Find Text in a PDF File
JPedal provides a simple class to search text within a PDF and output the coordinates of the found results.
This search can be done using a simple convenience method or using a more in-depth approach providing greater control.
Convenience Static Method
String pdfFile = "/path/to/file.pdf";
String textToFind = "textToFind";
ArrayList <Float[] > resultsForPages=FindTextInRectangle.findTextOnAllPages(pdfFile, textToFind);
Customizable Method
FindTextInRectangle extract = new FindTextInRectangle("/pdfs/mypdf.pdf");
//extract.setPassword("password");
if (extract.openPDFFile()) {
int pageCount = extract.getPageCount();
for (int page = 1; page <= pageCount; page++) {
float[] coords = extract.findTextOnPage(page, "textToFind", SearchType.MUTLI_LINE_RESULTS);
}
}
extract.closePDFfile();
Search Type
For complex searches, you can set a SearchType.

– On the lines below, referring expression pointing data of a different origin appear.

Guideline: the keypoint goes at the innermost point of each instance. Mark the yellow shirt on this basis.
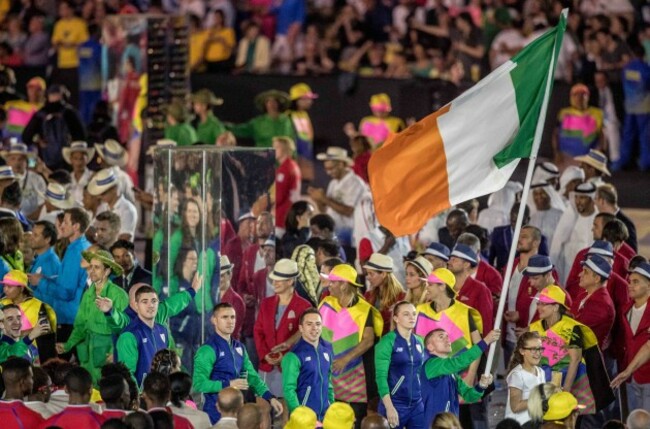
(218, 51)
(69, 31)
(197, 44)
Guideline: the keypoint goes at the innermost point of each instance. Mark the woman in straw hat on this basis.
(416, 270)
(277, 324)
(352, 325)
(91, 333)
(186, 325)
(569, 347)
(384, 289)
(271, 123)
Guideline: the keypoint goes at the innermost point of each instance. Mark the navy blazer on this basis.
(500, 241)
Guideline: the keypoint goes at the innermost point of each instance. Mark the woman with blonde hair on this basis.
(446, 421)
(384, 289)
(308, 284)
(416, 270)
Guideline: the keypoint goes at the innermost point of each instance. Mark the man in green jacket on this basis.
(91, 334)
(271, 123)
(177, 128)
(118, 320)
(208, 127)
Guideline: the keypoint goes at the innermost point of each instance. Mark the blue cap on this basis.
(643, 269)
(537, 265)
(598, 265)
(465, 252)
(602, 248)
(438, 250)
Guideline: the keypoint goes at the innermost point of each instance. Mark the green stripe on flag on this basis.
(529, 79)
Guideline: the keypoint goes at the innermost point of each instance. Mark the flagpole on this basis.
(537, 138)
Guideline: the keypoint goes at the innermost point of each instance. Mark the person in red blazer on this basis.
(483, 272)
(470, 291)
(228, 294)
(599, 247)
(636, 322)
(253, 256)
(276, 327)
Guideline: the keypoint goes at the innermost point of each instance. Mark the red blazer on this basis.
(634, 342)
(573, 281)
(475, 294)
(266, 335)
(598, 313)
(234, 299)
(256, 287)
(489, 275)
(525, 297)
(387, 314)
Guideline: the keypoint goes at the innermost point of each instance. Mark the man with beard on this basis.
(143, 337)
(574, 232)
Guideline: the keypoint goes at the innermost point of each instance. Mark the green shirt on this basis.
(204, 362)
(183, 134)
(263, 128)
(446, 366)
(208, 131)
(118, 320)
(90, 320)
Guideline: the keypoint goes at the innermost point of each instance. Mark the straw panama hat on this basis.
(102, 181)
(284, 269)
(335, 154)
(112, 152)
(78, 146)
(105, 258)
(58, 196)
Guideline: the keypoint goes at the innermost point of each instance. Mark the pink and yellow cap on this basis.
(552, 295)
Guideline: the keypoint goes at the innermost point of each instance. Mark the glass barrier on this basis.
(202, 197)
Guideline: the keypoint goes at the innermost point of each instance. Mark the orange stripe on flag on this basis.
(408, 176)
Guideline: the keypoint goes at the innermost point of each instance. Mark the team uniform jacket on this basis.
(216, 363)
(441, 385)
(307, 376)
(137, 345)
(265, 332)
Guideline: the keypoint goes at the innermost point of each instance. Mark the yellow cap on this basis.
(301, 90)
(381, 101)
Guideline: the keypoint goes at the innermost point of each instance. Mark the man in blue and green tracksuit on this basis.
(399, 356)
(143, 337)
(441, 384)
(307, 368)
(223, 361)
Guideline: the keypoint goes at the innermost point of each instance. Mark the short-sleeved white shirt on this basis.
(524, 381)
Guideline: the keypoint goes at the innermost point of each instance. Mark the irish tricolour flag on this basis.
(471, 146)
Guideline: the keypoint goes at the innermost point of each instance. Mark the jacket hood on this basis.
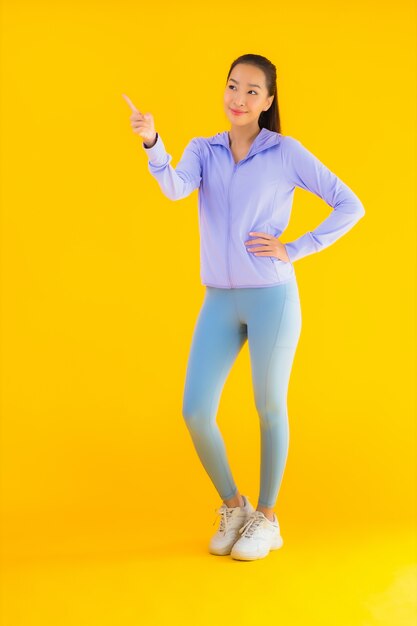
(265, 139)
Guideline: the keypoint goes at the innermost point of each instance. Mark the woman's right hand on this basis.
(142, 124)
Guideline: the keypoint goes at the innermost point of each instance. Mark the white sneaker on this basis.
(258, 536)
(231, 520)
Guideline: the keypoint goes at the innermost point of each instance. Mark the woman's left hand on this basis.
(270, 246)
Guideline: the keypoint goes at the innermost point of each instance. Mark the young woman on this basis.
(246, 179)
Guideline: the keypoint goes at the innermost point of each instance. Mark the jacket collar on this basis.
(265, 139)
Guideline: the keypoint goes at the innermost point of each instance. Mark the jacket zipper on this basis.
(236, 165)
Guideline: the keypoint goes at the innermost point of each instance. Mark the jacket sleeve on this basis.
(179, 182)
(304, 170)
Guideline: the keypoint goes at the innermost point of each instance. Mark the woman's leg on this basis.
(273, 317)
(218, 338)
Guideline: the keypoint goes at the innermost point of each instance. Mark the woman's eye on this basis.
(255, 92)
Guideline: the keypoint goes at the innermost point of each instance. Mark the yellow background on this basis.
(106, 509)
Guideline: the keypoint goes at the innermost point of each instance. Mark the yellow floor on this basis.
(351, 578)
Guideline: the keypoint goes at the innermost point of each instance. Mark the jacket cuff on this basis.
(157, 153)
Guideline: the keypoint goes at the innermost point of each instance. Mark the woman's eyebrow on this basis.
(249, 84)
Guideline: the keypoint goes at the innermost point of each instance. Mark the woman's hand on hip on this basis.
(268, 245)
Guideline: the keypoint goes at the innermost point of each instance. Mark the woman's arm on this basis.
(178, 182)
(304, 170)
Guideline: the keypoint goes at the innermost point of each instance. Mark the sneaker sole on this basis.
(244, 557)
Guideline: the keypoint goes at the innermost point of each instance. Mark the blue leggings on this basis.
(270, 319)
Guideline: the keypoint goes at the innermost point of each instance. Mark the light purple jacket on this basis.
(255, 194)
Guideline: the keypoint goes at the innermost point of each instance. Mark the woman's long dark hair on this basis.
(268, 119)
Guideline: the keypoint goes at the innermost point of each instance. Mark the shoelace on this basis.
(255, 520)
(225, 513)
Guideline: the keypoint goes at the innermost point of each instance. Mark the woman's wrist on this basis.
(151, 143)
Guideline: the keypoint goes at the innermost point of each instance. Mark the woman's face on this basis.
(246, 91)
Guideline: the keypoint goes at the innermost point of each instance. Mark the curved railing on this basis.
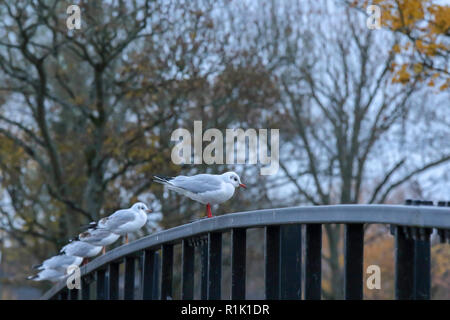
(411, 225)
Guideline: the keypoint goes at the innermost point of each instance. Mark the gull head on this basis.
(139, 206)
(233, 178)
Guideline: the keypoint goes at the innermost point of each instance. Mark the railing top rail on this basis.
(417, 216)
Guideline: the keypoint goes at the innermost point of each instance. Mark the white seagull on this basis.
(59, 262)
(81, 249)
(98, 237)
(48, 274)
(124, 221)
(208, 189)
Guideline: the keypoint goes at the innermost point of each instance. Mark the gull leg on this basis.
(208, 211)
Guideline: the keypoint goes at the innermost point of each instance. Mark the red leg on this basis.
(208, 210)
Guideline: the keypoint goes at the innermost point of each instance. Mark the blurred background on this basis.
(86, 117)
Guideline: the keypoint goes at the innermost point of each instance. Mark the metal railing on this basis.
(411, 225)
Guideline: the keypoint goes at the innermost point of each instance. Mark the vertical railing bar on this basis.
(73, 293)
(187, 281)
(422, 262)
(313, 262)
(404, 265)
(238, 263)
(204, 271)
(214, 265)
(63, 295)
(353, 261)
(291, 262)
(148, 275)
(101, 285)
(272, 262)
(85, 288)
(130, 266)
(156, 272)
(167, 272)
(113, 278)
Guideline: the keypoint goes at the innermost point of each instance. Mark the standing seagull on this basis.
(98, 237)
(59, 262)
(208, 189)
(81, 249)
(124, 221)
(48, 274)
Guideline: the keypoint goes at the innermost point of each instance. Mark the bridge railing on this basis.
(411, 225)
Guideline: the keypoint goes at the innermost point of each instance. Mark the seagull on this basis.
(98, 237)
(81, 249)
(124, 221)
(48, 274)
(207, 189)
(59, 262)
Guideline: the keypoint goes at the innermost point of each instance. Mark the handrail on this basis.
(412, 216)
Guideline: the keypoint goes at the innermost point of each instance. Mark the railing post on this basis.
(272, 263)
(422, 261)
(130, 266)
(313, 263)
(63, 294)
(113, 287)
(204, 271)
(101, 285)
(73, 294)
(214, 265)
(148, 277)
(167, 272)
(404, 264)
(353, 264)
(85, 288)
(291, 262)
(238, 263)
(187, 283)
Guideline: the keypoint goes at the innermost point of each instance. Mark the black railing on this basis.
(411, 225)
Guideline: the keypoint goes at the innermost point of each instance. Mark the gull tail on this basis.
(162, 179)
(37, 266)
(91, 225)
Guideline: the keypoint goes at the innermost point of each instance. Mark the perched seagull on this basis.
(208, 189)
(59, 262)
(98, 237)
(124, 221)
(48, 274)
(81, 249)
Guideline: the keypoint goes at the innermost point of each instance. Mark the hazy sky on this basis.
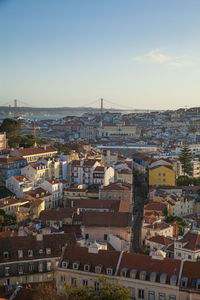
(138, 53)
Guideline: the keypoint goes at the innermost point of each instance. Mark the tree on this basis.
(186, 160)
(12, 128)
(165, 212)
(107, 291)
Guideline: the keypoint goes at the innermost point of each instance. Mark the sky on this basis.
(142, 54)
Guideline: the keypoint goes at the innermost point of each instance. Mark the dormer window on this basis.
(40, 267)
(153, 276)
(163, 278)
(133, 274)
(143, 275)
(5, 255)
(98, 269)
(184, 282)
(7, 269)
(173, 280)
(124, 272)
(48, 250)
(75, 266)
(20, 269)
(198, 284)
(30, 253)
(109, 271)
(87, 268)
(65, 264)
(20, 253)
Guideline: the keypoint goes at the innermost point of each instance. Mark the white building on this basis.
(18, 185)
(56, 189)
(188, 248)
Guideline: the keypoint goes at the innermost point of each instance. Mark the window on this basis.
(98, 269)
(87, 268)
(65, 264)
(7, 269)
(96, 286)
(85, 282)
(31, 267)
(48, 250)
(161, 296)
(74, 281)
(5, 255)
(48, 266)
(20, 254)
(132, 292)
(75, 266)
(30, 253)
(20, 269)
(109, 271)
(151, 295)
(143, 275)
(40, 267)
(133, 273)
(140, 294)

Valid values are
DEFAULT
(0)WHOLE_WORDS_ONLY
(1)CASE_SENSITIVE
(2)FIND_FIRST_OCCURANCE_ONLY
(4)MUTLI_LINE_RESULTS
(8)HIGHLIGHT_ALL_RESULTS
(16)USE_REGULAR_EXPRESSIONS
(32)
These values can be combined by using the bitwise OR operator. For example,
int searchType = SearchType.WHOLE_WORDS_ONLY | SearchType.CASE_SENSITIVE;
A note on co-ordinates
Examples use the PDF co-ordinates which start at the bottom left of the page and run up the page. This is the opposite of Java (which run from top left down the page).
This example uses the JPedal FindTextInRectangle class.